Uruguayan historian and academic

Blanca París de Oddone (7 July 1925 – 23 June 2008) was a Uruguayan historian and academic, who published extensively on Uruguayan and South American history. She was the winner of a Ford Foundation Fellowship and a Guggenheim Fellowship to further her academic research.

==Early life==
María Blanca París Corcoll was born on 7 July 1925 in Montevideo, Uruguay to Rosa Corcoll and Francisco París, to Catalan parents. She began her tertiary studies at the University of Buenos Aires in the philosophy and literature faculty in 1946. She continued her education at the University of Chile in 1948 and then transferred that same year to the University of the Republic in Montevideo. Finishing her studies in 1951, she completed her thesis research and graduated with a bachelor's degree in history in 1957. She went on to further her studies at the University of Buenos Aires in 1960.
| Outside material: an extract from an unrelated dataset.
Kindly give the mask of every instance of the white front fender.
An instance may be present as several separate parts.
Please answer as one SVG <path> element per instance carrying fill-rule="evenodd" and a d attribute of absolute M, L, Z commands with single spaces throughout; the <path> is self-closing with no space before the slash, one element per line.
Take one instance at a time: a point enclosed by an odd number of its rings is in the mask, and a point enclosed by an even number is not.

Married to Juan Oddone, they had a son, Gabriel Oddone, an economist.

==Career==
Beginning her career in 1960, París taught in the Humanities and Education Faculty at University of the Republic. In the early 1960s, she married fellow academic Juan Oddone. Between 1960 and 1968 she conducted research in archives of England, France, Italy and Spain on a Gallinal Scholarship, which focused on the immigration to the Río de la Plata. In 1974, she was dismissed from her post after the Uruguayan coup d'état. Taking advantage of a Ford Foundation Fellowship, she studied at the Consejo Latinoamericano de Ciencias Sociales between 1974 and 1975. De Oddone and her husband lived in Mexico during their exile, where de Oddone worked at the National Autonomous University of Mexico beginning in 1977. She was a collaborator for the journals Universidades from 1978 to 1981 and Nuestra América from 1980 to 1981. In 1981, de Oddone won a Guggenheim Fellowship. and began a research project at the Union of Latin American Universities (UDUAL), focused on the social history of education in Uruguay.

When the Uruguayan military dictatorship ended, de Oddone returned to Uruguay and was restored to her position at the University of the Republic. She was promoted to a full professor in 1991. She published extensively both independently and with others and was recognized as an expert on the historic period leading up to the 1973 coup. Some of her most noted works are Las relaciones entre Montevideo y Buenos aires en 1811 (The relationship between Montevideo and Buenos Aires in 1811, 1947–48); La Universidad de Montevideo en la formación de nuestra conciencia liberal, 1849-1885 (The University of Montevideo in the formation of our liberal conscience: 1849-1885, 1948); and Figuras e instituciones catalanas en Uruguay (Figures and Catalan institutions in Uruguay, 1960). In collaboration with her husband, she published Cronología comparada de la historia del Uruguay, 1830-1945 (Comparative chronology of the history of Uruguay: 1830-1945, 1966) and La universidad uruguaya desde el militarismo a la crisis, 1885-1985 (The Uruguayan university from militarism to crisis: 1885-1985, 1971). De Oddone retired in 2004. In 2007, de Oddone and her husband, as well as investigators Benjamín Nahum and José Pedro Barrán, were declared Illustrious Citizens of Montevideo by the City Council.

==Death and legacy==
De Oddone died on 23 June 2008 in Montevideo and she was buried at the Cementerio del Norte the following day.